If my target is wearing high tech body armour or a high tech vacc suit, a gauss pistol might not even be *enough* penetration for the task.

Ideally, a gauss pistol would have a controllable power output to allow you to 'dial it down' for unarmoured targets and 'heat it up' for the tin cans you have to shoot at. The flatter trajectory may encourage things like head shots to help offset the penetration versus tissue damage issue you bring up. I may only punch a small hole from your left eye out through the top of your spine, but it'll cause some problems....

The gauss pistol has evolved as a military arm designed to engage probably armoured targets (at least lightly armoured). There should be civilian variants, but there are also civilian weapons like LPL stunguns and puke lasers and the like that should fill in the self defense niche better even than projectile or conventional beam weapons.

 

[Uncle Bob]

A high velocity, long-rod finned penetrator has a very small crossection end on, but can cut a broad channel if it turns sideways.
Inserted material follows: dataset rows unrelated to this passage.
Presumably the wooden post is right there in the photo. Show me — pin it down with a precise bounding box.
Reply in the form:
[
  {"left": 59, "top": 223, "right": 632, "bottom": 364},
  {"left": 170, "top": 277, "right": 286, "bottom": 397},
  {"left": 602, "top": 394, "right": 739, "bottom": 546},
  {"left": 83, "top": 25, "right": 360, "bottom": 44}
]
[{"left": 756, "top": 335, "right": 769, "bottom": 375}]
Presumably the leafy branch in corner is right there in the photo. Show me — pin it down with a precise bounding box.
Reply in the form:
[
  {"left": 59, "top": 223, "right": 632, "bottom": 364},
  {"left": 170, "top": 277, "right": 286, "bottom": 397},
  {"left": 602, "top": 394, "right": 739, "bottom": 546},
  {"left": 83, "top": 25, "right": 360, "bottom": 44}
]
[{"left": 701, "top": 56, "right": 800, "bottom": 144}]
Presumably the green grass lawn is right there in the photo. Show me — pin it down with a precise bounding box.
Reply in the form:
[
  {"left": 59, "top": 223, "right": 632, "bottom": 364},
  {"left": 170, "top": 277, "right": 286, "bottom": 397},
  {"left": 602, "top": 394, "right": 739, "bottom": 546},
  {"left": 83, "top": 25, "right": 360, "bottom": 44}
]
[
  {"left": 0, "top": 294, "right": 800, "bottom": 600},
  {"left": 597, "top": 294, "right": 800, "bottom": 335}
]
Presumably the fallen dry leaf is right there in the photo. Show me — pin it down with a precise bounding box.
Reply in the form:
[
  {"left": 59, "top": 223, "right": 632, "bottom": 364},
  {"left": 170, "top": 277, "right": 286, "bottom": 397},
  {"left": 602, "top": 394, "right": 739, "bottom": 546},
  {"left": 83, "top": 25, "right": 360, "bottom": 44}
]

Most pointed military bullets do yaw sideways, some more violently than others, as they encounter the stresses of passing though tissue. A gauss rifle penetrator could be designed to destabilize in a dense medium like flesh, perhaps even breaking into 2-3 subprojectiles for more damage.

[Gauss weapons and ACR APDS rounds must be spin stabilized. Fin stabilization doesn't work in vaccuum. And in case it comes up, you cannot spin a bullet enough to stabilize it in tissue.]

 

[Anthony]

Originally posted by Uncle Bob:
A high velocity, long-rod finned penetrator has a very small crossection end on, but can cut a broad channel if it turns sideways.

Finned penetrators, of course, are very stable in flesh (fins work just fine in flesh) and won't turn sideways, though they may break apart or deform.

 

[kaladorn]

Also, any ammo designed to tumble or fragment under certain conditions can find that design taken advantag of by armour designers. A layers composite armour could force the round to fragment or tumble *in the armour*.

 

[Uncle Bob]

The most unstable bullets (like the SEAL's new Mk263 bullets) take 1-5 cm to start tumbling. That is equivilent to 10-50 microseconds and to take advantage of the behavior armor would have to be unwearably thick.

Fragmenting bullets inevitably give up some penetration, but judging by the "shatter gap" experienced by brittle 76mm AP in WWII and the performance of the new FAPFDS ammo (Frangible Armor Piercing Finned Discarding Sabot, APFDS for AA guns) I would expect a 25-30% loss in penetration. That is equiviulent to a 10-15% loss in velocity, so I don't think it is significant in games terms.